Depuis les années 2000, les impôts se cultivent à Nantes

Mais quelle mouche a donc piqué Presse Océan ? Le quotidien a publié ce lundi deux pages intitulées « Les années 2000 : la culture s’impose à Nantes ». Faire le point sur les années 2000 un 14 février 2022 paraît déjà étrange. Et ranger à la rubrique culturelle le pont Senghor, « la rude mue de Malakoff », les Navibus et le palais de Justice inauguré le 24 mars 2000, c’est quand même gonfler exagérément le sujet.

Le dossier commence bizarrement par la formule « 50 glorieuses », sans expliciter son rapport avec les années 2000, puis passe tout de suite au culte de la personnalité : « l’artisan de la culture à Nantes, c’est Jean Blaise ». Et toc ! pour tous les autres  ‑ peintres, sculpteurs, musiciens, galeristes, graphistes, etc. Jean Blaise, pourtant, n’est pas l’artisan de la culture mais son préposé : à lui de faire ruisseler – ou pas – vers les créateurs l’argent des contribuables. Quand j’entends le mot culture, je sors mon fonctionnaire !

Pour faire quoi ? « Jean Blaise et son équipe sont les premiers à métamorphoser une friche industrielle en espace culturel », proclame le quotidien. « Les premiers », c’est flatteur, mais c’est complètement faux. Les espaces culturels aménagées dans d’anciens bâtiments industriels étaient légion bien avant 1990. La saline royale d’Arc-et-Senans, par exemple, est un centre culturel international depuis le début des années 1970.. Pareil à l’étranger : WUK de Vienne, IFICT de Lisbonne, Avogaria de Venise… on trouverait aisément des centaines de cas à travers le monde.

Et même à Nantes, tiens : l’ancienne conserverie Colin de la rue des Salorges a été transformée en musée de la marine dès 1923. Comment Stéphane Pajot, fin connaisseur de l’histoire nantaise, a-t-il pu l’oublier ?

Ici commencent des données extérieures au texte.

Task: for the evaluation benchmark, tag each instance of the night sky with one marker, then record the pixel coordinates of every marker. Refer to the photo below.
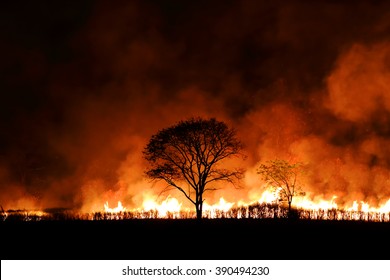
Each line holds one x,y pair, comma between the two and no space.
84,85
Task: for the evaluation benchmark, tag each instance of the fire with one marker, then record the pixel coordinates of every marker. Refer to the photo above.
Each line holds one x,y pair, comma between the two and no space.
265,207
169,205
117,209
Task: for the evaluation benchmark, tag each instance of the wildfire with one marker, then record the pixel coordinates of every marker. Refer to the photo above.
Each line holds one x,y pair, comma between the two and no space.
266,206
117,209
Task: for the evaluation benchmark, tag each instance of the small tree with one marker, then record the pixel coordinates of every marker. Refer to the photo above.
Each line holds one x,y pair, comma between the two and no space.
187,157
282,177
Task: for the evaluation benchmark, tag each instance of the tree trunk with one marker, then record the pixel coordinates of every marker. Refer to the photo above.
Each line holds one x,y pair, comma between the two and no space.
199,207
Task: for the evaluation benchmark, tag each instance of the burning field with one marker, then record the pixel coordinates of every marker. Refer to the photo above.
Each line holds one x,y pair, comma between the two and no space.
85,86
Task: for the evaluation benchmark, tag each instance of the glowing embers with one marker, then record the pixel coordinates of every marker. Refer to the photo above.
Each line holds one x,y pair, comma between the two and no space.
169,208
117,209
267,206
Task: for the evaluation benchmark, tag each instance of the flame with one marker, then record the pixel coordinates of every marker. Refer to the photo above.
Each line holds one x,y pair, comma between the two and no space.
169,205
117,209
321,209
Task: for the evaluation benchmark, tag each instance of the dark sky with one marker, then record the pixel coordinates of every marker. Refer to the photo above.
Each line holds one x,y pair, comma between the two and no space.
84,84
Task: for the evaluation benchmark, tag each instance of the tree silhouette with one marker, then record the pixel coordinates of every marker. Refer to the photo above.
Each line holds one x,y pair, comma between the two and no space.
187,157
282,177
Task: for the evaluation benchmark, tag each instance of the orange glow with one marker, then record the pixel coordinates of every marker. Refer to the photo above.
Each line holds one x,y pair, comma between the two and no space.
117,209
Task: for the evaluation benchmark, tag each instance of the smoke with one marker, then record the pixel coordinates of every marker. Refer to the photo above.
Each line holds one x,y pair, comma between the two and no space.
84,91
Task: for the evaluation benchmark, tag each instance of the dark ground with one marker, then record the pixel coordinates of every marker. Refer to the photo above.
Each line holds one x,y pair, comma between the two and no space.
192,239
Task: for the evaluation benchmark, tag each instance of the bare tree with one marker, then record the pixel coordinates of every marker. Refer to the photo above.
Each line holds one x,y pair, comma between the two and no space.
283,179
187,157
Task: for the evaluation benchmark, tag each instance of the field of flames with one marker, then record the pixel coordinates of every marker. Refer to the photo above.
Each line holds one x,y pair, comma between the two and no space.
267,207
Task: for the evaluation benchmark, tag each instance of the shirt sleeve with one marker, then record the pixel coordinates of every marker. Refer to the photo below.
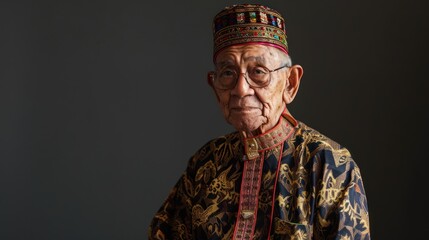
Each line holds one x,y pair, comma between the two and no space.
343,209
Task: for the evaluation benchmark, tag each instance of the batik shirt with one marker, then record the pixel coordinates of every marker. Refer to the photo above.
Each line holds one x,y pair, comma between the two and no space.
289,183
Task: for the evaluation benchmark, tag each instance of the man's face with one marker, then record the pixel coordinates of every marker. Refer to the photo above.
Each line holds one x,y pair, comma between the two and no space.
250,108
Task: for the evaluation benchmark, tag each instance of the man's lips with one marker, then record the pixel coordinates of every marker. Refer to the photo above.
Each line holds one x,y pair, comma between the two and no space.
244,109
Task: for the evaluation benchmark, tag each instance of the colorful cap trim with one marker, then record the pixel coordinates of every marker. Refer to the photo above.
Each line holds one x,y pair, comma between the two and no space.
248,23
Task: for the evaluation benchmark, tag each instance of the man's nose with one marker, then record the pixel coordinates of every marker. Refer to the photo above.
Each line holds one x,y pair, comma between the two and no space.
242,87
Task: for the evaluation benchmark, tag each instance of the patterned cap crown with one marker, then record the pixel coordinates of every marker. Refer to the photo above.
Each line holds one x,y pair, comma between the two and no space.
248,23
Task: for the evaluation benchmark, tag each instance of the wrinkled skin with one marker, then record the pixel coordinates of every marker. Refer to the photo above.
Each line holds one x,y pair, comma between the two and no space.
256,110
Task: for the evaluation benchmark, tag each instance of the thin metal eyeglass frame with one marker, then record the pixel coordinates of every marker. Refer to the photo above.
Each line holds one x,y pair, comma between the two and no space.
213,74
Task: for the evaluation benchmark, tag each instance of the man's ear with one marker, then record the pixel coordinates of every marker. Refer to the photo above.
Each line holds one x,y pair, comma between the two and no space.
292,83
210,77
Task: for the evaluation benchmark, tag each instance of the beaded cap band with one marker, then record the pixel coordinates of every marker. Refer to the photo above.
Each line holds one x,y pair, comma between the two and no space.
248,23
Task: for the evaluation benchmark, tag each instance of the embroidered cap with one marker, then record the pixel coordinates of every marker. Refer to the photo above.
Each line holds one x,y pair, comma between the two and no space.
248,23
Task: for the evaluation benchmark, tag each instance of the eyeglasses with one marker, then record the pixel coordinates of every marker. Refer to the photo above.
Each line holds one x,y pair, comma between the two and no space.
257,77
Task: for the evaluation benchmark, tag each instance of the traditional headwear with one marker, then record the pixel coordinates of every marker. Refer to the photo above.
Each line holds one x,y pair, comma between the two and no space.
248,23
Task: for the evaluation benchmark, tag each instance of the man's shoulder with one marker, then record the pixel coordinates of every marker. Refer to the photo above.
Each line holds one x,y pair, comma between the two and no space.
225,147
317,143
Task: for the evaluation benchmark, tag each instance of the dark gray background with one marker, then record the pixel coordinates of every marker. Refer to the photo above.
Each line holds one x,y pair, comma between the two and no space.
103,102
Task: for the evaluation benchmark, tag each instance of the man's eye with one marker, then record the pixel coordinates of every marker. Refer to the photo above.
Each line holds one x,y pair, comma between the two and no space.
227,73
258,71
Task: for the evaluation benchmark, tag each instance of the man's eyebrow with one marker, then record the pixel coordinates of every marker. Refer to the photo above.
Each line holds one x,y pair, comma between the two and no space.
257,59
224,63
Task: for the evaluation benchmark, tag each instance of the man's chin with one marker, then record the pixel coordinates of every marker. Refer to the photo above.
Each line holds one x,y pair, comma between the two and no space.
246,123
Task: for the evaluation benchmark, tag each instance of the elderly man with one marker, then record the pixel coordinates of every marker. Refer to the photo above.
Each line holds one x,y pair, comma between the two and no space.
275,177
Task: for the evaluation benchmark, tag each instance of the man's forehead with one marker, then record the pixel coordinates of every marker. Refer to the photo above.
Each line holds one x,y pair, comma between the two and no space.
243,53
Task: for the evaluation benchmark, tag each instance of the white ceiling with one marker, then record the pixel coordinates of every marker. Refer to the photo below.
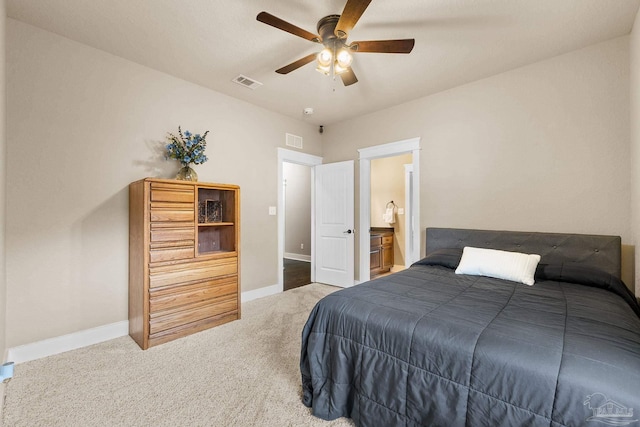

Et ce n’est pas tout. Quand on a commencé à patauger, il est difficile d’en sortir. « C’est à partir de 2007, avec la création d’Estuaire, que l’art va s’installer dans l’espace public », assure Presse Océan. Oubliant que, par exemple, la statue d’Anne de Bretagne par Jean Fréour trônait sur la place Marc Elder depuis 2002. Elle avait été précédée par des centaines d’autres œuvres érigées à travers l’histoire depuis le Moyen-âge, des statues de la cathédrale aux monuments aux morts du 20e siècle en passant par les mascarons du centre ville. Qu’importe, l’an Zéro de l’art à Nantes, ça ne peut être qu’Estuaire.

Estuaire, dont Presse Océan ne rappelle pas les mésaventures financières mais dont Jean Blaise soi-même explique l’origine : « On déplie la carte et on voit bien que le point commun entre les deux villes [Nantes et Saint-Nazaire] est l’estuaire de la Loire ». Heureusement que Jean Blaise n’a pas déplié plutôt une carte routière : une biennale artistique intitulée RN165/RN171, ça aurait fait bizarre.

Cerise sur le gâteau, Jean Blaise livre aussi à Presse Océan le secret de la marque « Le Voyage à Nantes » : « On ne voulait plus utiliser le mot tourisme, qui nous semblait vulgaire ». Moyennant quoi, aujourd’hui encore, le site web officiel de Nantes métropole à l’intention des voyageurs s’appelle vulgairement Nantes Tourisme. Il a beau sentir le pâté, il est trois fois plus consulté que le site parfumé Le Voyage à Nantes.